Choose Right Or Die | 2022

Le Jurassique Supérieur | 2021

PIA-PIA-PIA | 2019 | Quentin Chevrier

One Possible End For Shane SHadow | 2022

ShaneSHadow | 2022

Née en 1998 à Méru (Oise)
Vit et travaille à Marseille.

Diplômée de la Villa Arson.

Anne Swaenepoël fait des films. Elle les fait tout simplement pour chasser les démons qui menacent d’envahir son état d’esprit et de le pétrifier. Qu’ils fassent office d’auto-thérapie, d’exorcisme ou de journaux intimes, ses films déplacent sa propre intériorité, pour mieux la confronter et la contrôler, vers des personnages ou des scénarios fictionnels. Souvent solitaires et privés d'interactions humaines, les personnages auxquels l’on fait face – jeunes gens, alter ego, voix désincarnées – sont marqués par un niveau aigu d’anxiété, d’angoisse et de manque de confiance en soi.

Marque distinctive des courts-métrages d’Anne Swaenepoël : le refus délibéré d’utiliser les outils traditionnels que sont la caméra ou l’appareil photo. L’artiste leur préfère l’équivalent numérique d’une pratique pauvre : le found footage, c’est à dire la collecte d’images en circulation sur YouTube, extraites de vidéosurveillance, de jeux vidéo, de captures d’écran et de banques d’images libres de droits sur Internet. Cette boîte de Pandore, un coffre au trésor insondable, l’artiste la plie, la retravaille et la manipule à sa guise. Si ce choix technique est dicté au préalable par une économie de moyens, il permet à Anne Swaenepoël de mener une pratique de récupération, d’appropriation et de citation proche du sampling (l’utilisation d’extraits préexistants afin de créer de nouvelles compositions). La forme et le rendu visuel de ses films sont matériellement contraints par les sources utilisées et le contenu qui en découle, qu’elle peut amasser dans ces univers pixélisés, en provenance tantôt des industries multinationales, tantôt des contenus privés et anonymes qui se trouvent dans le no man’s land d’Internet.

Ainsi, Le Jurassique Supérieur (2020) est une vidéo faite à partir d’images et de vidéos libres de droits qui, retravaillées et animées par l’artiste en post-production, deviennent vivantes. Sous-titré en français pour mieux comprendre les échanges qui se tiennent dans une famille de dinosaures, le film nous livre le drame existentiel du plus jeune d’entre eux, confronté au rite de passage de la sortie d’école d’art. Derrière les animations simples et un humour léger se cachent l’angoisse post-école, le stress et la peur de l’échec, qui prennent ici l’ampleur de la fin du monde.

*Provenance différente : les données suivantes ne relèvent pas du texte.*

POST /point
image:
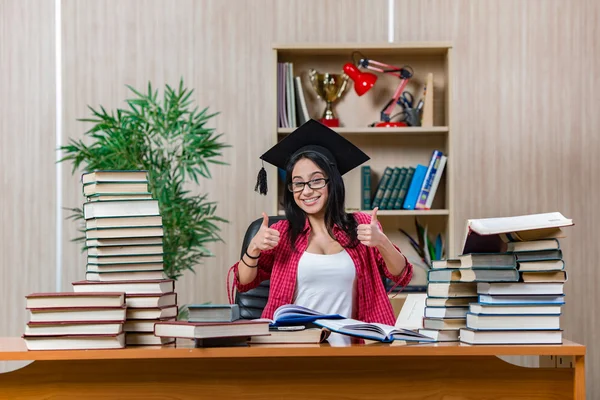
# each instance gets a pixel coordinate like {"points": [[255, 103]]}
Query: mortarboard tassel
{"points": [[261, 181]]}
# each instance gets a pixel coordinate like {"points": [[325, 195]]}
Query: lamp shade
{"points": [[363, 81]]}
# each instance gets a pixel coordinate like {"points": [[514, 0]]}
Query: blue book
{"points": [[371, 331], [415, 187], [291, 314]]}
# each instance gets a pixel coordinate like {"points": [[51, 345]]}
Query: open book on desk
{"points": [[372, 331], [291, 314]]}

Désireuse de ne pas pirater du contenu trouvé facilement en ligne mais dont les ayants droit restent introuvables, Pia Pia Pia (2020-2023) se compose uniquement de captures d’écran des jeux vidéo Grand Theft Auto V et Les Sims 4. Pourtant, le néant reste à portée de main. Complètement seule dans un monde aux multiples dimensions, la protagoniste, Alice, erre sans but précis si ce n’est de retrouver et de s’accrocher à quelque chose de familier.

Pour la toute première génération du net art dont Olia Lialina est l’une des pionnières, ou Cory Arcangel plus tard, l’apparition d’Internet ouvrait la voie à une remise en cause du rapport entre technologie et culture (un déplacement des limites de l’espace numérique et de la notion de paternité), et à la construction d’une archéologie des nouveaux médias. De la même façon, Anne Swaenepoël nous plonge dans la mise en abyme qui défile devant nous, sur nos écrans. Refuge en construction, cet espace pour fuir la réalité n’est finalement qu’un mirage.